Tisha B’Av-Mourning and Memory

a labyrinth with stones and candles

Tisha B’Av, the 9th day of the Hebrew month of Av, is a day of national and collective mourning for the Jewish people. On this date in 586 BCE and again in 70CE, Jerusalem, and her Holy Temples, were destroyed and the people exiled; first to Babylonia and then scattered among the Roman Empire, creating today’s Diaspora.

Until I was 16 and on USY Israel Pilgrimage, I had never observed Tisha B’Av. I was aware that it existed, and that it was a fast day, but since it comes in the summer, it wasn’t covered in Hebrew school. And, at a time when we have a modern, thriving State of Israel, and a rebuilt Jerusalem (even if not the Temple) many liberal Jews question the relevance of this observance.

I grapple with this as well.

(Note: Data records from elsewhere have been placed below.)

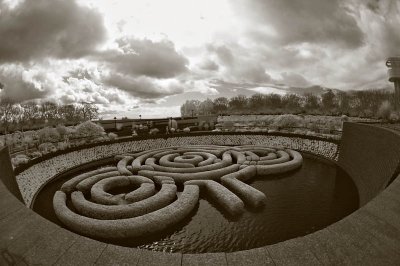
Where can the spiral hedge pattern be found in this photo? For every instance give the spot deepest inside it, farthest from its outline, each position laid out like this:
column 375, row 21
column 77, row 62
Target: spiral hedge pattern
column 85, row 204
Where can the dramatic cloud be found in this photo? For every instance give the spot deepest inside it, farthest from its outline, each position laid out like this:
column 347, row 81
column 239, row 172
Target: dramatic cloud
column 22, row 85
column 48, row 28
column 144, row 57
column 312, row 21
column 144, row 87
column 294, row 79
column 153, row 55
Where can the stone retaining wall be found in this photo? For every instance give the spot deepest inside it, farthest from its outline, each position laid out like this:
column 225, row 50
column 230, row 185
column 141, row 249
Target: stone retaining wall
column 369, row 236
column 370, row 155
column 31, row 180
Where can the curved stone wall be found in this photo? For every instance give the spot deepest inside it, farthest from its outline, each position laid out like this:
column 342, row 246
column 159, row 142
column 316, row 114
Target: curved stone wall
column 31, row 179
column 143, row 211
column 369, row 236
column 371, row 156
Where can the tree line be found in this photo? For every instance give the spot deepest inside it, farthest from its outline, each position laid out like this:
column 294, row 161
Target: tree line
column 31, row 115
column 365, row 103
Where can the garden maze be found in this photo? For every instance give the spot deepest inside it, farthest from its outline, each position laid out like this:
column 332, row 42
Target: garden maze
column 150, row 191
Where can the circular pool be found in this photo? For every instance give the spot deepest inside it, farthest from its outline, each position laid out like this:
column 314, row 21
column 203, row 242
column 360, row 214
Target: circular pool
column 297, row 202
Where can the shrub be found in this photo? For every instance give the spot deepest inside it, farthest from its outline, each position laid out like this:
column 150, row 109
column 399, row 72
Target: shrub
column 89, row 129
column 112, row 136
column 287, row 121
column 154, row 131
column 47, row 147
column 36, row 154
column 48, row 134
column 384, row 111
column 62, row 145
column 394, row 117
column 62, row 130
column 20, row 159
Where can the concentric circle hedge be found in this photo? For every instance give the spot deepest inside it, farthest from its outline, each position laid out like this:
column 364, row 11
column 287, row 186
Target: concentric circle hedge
column 153, row 204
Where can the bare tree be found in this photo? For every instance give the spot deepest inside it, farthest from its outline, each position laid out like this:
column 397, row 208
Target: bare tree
column 7, row 113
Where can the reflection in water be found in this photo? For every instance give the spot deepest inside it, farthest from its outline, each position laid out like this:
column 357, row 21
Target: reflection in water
column 299, row 202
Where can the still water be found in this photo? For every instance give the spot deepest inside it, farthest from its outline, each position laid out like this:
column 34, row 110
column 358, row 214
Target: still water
column 299, row 202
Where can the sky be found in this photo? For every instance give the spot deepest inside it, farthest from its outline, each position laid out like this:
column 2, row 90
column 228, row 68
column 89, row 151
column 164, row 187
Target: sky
column 147, row 57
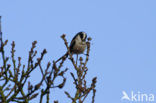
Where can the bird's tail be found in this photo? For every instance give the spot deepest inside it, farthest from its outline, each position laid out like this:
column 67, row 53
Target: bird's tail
column 64, row 56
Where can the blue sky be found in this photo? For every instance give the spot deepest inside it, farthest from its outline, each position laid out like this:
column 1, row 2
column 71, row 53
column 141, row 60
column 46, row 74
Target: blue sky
column 123, row 50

Just as my eating all my food wasn’t going to help starving children in China, my fasting isn’t going to change the past or magically rebuild the Beit haMikdash, the Holy Temple.

In preparing for a class on Eicha, the Book of Lamentations (kinot) which we read on Tisha B’Av, it occurred to me that this day is a yahrzeit, the anniversary of a death. Lighting a candle and saying Kaddish for my parents, of blessed memory, won’t bring them back, and that day is bittersweet.

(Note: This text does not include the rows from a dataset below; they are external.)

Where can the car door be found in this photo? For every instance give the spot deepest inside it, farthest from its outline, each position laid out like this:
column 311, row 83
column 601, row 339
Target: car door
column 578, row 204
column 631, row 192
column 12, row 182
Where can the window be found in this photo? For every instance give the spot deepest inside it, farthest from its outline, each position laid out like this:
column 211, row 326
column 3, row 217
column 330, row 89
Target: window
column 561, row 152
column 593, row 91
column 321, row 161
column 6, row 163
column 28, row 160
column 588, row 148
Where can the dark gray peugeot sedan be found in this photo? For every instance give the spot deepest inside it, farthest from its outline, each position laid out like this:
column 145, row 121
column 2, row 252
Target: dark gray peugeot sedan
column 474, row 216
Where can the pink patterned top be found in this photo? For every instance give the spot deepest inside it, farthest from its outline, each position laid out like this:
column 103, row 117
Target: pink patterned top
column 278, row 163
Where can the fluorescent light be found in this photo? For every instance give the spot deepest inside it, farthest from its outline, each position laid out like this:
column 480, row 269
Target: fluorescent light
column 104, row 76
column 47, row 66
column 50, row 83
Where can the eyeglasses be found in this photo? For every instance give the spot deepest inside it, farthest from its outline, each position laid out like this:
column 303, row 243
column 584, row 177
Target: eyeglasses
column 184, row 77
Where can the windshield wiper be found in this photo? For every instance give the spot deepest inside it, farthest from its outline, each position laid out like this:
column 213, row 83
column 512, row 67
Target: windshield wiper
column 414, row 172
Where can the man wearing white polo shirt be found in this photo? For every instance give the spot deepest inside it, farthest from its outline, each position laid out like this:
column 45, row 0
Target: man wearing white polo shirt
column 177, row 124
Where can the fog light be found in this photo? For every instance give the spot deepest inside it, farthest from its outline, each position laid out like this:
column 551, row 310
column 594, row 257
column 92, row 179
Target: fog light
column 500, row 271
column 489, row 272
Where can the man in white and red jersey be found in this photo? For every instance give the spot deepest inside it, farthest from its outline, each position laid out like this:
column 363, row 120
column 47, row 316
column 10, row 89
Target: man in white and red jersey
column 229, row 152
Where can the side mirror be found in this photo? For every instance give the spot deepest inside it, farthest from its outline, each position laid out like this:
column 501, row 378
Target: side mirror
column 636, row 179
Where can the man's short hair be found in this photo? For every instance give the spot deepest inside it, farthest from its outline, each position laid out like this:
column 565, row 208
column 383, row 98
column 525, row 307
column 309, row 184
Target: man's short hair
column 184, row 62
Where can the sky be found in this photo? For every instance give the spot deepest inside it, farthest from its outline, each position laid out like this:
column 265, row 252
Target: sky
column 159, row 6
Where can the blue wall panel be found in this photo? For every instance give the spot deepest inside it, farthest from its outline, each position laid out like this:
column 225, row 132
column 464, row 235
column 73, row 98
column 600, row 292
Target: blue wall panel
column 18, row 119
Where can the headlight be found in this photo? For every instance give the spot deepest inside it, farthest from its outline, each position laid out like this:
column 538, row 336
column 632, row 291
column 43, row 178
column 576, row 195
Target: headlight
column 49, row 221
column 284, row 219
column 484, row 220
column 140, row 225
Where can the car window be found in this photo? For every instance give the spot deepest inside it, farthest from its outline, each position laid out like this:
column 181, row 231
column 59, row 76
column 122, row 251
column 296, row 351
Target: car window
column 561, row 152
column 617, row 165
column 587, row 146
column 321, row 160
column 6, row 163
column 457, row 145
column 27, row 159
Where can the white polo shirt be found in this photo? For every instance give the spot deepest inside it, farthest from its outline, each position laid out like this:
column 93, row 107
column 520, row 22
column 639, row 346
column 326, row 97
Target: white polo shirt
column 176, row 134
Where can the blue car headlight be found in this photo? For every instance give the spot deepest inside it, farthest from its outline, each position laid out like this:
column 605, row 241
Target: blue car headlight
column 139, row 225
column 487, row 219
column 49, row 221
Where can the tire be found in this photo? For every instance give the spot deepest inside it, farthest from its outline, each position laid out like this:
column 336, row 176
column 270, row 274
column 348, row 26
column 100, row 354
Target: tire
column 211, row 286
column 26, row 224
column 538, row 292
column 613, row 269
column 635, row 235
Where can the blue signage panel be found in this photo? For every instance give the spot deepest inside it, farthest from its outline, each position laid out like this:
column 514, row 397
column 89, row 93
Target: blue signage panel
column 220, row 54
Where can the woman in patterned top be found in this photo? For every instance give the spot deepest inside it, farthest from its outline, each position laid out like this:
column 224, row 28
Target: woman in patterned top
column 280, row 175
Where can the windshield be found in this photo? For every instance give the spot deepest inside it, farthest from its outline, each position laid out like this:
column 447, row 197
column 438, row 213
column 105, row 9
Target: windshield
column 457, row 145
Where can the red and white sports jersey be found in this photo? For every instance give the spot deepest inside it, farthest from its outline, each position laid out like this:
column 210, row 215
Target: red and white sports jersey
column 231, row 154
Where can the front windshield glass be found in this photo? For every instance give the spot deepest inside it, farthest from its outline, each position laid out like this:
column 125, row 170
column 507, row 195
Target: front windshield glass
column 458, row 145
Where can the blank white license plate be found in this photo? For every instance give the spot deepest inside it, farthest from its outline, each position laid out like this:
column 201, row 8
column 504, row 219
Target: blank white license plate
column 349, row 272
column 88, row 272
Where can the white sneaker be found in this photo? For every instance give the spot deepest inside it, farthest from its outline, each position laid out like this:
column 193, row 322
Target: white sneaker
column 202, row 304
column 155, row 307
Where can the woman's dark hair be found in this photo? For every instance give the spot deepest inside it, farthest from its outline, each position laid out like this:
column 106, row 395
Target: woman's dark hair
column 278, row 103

Tisha B’Av is bittersweet as well. We begin the evening by sitting on low stools, perhaps by candlelight, barefoot or wearing slippers, and chant Eicha in a mournful tone. We might also recite kinot, poems of lament, as we mourn for something that no longer exists except in our collective memories. Throughout the next day, we read more kinot and refrain from pleasurable activities, although many do go about their regular business. We don’t study Torah, other than passages having to do with mourning and destruction. And as the day progresses, our liturgy and our moods lighten little by little as we remember that even though God’s Holy Temple and city are gone, God is still with us, and we can take comfort in that knowledge.

Taking this day to remember and mourn for what we have lost frees up the other 364 days for joy and gratitude, and allows us to look to a future full of blessing and simchas.